E não é apenas um efeito da recessão. Os especialistas afirmam que as mudanças de comportamento podem estar relacionadas a outros eventos mundiais - e ocorrer com mais intensidade quando as notícias são desfavoráveis.
No final do ano passado, comparando períodos em que a bolsa de valores caiu por mais de 100 pontos e períodos em que ela apresentou alta da mesma ordem, a eHarmony.com descobriu que número maior de seus membros procuravam encontros quando as notícias financeiras eram desanimadoras. A atividade também se intensifica em momentos de tragédia como os assassinatos cometidos na Universidade Tecnológica da Virgínia, enquanto se mantém inalterada por ocasião de eventos mundiais "positivos", como uma Olimpíada.
Ao contrário desses acontecimentos que atraem a atenção por um dia ou uma semana, a recessão em curso já se estende por mais de 18 meses, e seus efeitos devem durar pelo menos mais outro tanto - e isso provavelmente resultará em novas mudanças perceptíveis no comportamento humano.
"Uma situação como a que estamos vivendo atualmente termina por servir como lembrete de que é preciso cuidar das coisas importantes da vida", disse Gian Gonzaga, o principal responsável pela pesquisa científica da eHarmony.com. "Não surpreende tanto que vejamos pessoas gravitando em direção às mais fundamentais das relações humanas".
Mas não se trata de uma tendência uniforme.
As recessões podem fazer com que alguns romances se provem mais desafiadores, alegam os especialistas, especialmente para as pessoas que ainda não tenham casado. O desgaste causado pelo medo, pelos problemas financeiros e pela incerteza econômica pode separar casais.
E os solteiros mais convictos não estão desenvolvendo um impulso súbito de sair em busca do perfeito anel de noivado.

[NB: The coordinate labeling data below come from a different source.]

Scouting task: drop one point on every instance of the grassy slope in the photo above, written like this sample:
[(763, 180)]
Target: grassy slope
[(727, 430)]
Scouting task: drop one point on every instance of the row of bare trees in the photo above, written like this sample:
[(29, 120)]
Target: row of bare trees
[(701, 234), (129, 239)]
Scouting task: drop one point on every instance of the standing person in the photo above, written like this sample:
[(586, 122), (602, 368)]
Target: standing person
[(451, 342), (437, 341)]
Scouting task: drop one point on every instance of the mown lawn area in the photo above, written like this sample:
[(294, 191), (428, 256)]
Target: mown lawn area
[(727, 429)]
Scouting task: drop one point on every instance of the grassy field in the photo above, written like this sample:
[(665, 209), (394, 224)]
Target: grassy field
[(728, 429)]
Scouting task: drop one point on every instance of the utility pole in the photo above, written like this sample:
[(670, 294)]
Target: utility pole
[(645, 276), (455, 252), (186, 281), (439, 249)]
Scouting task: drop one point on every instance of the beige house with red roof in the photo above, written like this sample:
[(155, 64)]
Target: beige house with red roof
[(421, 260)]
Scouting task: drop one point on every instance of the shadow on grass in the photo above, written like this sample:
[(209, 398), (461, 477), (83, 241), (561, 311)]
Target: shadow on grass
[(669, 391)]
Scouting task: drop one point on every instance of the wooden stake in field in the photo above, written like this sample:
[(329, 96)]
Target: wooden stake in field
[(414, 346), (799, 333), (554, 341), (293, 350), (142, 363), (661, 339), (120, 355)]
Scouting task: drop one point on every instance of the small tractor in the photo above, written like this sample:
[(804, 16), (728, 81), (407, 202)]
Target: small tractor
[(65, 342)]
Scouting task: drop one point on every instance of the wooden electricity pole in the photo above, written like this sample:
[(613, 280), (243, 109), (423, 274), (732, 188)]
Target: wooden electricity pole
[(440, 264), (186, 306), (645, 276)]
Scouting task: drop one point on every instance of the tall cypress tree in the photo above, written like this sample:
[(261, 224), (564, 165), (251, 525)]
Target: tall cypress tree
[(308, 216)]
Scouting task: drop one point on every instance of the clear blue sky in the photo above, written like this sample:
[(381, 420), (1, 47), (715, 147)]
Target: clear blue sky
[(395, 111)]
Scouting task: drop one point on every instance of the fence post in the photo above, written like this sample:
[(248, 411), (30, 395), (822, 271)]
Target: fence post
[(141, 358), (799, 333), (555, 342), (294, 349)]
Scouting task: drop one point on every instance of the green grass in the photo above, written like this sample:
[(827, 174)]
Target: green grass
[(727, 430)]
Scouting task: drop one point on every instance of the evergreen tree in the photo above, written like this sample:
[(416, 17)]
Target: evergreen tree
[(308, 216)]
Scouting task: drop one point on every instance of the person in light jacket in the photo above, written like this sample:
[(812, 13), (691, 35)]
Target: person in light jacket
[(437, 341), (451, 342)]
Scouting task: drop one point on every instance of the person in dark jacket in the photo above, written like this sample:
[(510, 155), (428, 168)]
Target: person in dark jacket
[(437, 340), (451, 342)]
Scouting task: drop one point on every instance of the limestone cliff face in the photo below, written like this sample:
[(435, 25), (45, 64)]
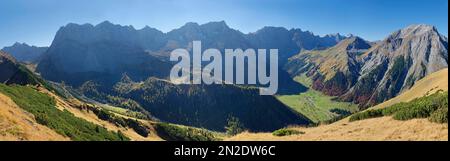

Em lugar disso, as indicações quanto a uma mudança são sutis: um solteiro convicto que começa a participar de mais primeiros encontros; uma pessoa que costuma apenas sair casualmente com alguém decide procurar relacionamento de longo prazo; ou a decisão de dar uma oportunidade a um parceiro que não parecia tão promissor algum tempo atrás - por exemplo uma pessoa muito mais nova ou muito mais velha, ou moradora de uma área "geograficamente indesejável".
No In Fine Spirits, um bar de Chicago que se especializa em vinhos, a mudança na cultura dos encontros românticos resultou em uma alta de cerca de 30% nas reservas de mesas para duas pessoas, de acordo com o gerente geral Brandon Wise.
"Com a situação bastante tênue que estamos vivendo no momento, acredito que as pessoas estejam procurando por estabilidade em um parceiro", ele afirma. "Creio que estejamos vendo menos encontros casuais e mais encontros deliberados, planejados".
Um tom mais delicado também está em ascensão, dizem as pessoas envolvidas nesses encontros e os observadores especializados, e a substância começa a ganhar vantagem sobre o estilo.
Para Mili Thomas, 28, estudante de pós-graduação e moradora de Nova York, isso significa dedicar mais tempo a homens aos quais ela não costumava dedicar atenção antes da recessão. Entre eles estão um sujeito que tem um doutorado mas ela teria rejeitado anteriormente porque ele vive em Nova Jersey, e um funcionário de uma empresa de marketing que ela teria rejeitado anteriormente por ser dois anos mais jovem que ela.
"Eu calculei que um momento como este seria o melhor para explorar outras opções, já que as vidas das pessoas estão viradas de cabeça para baixo", ela disse.
"Acredito que todo mundo esteja mais disposto a contrariar as convenções, agora, já que aquilo que era 'o normal' simplesmente desapareceu".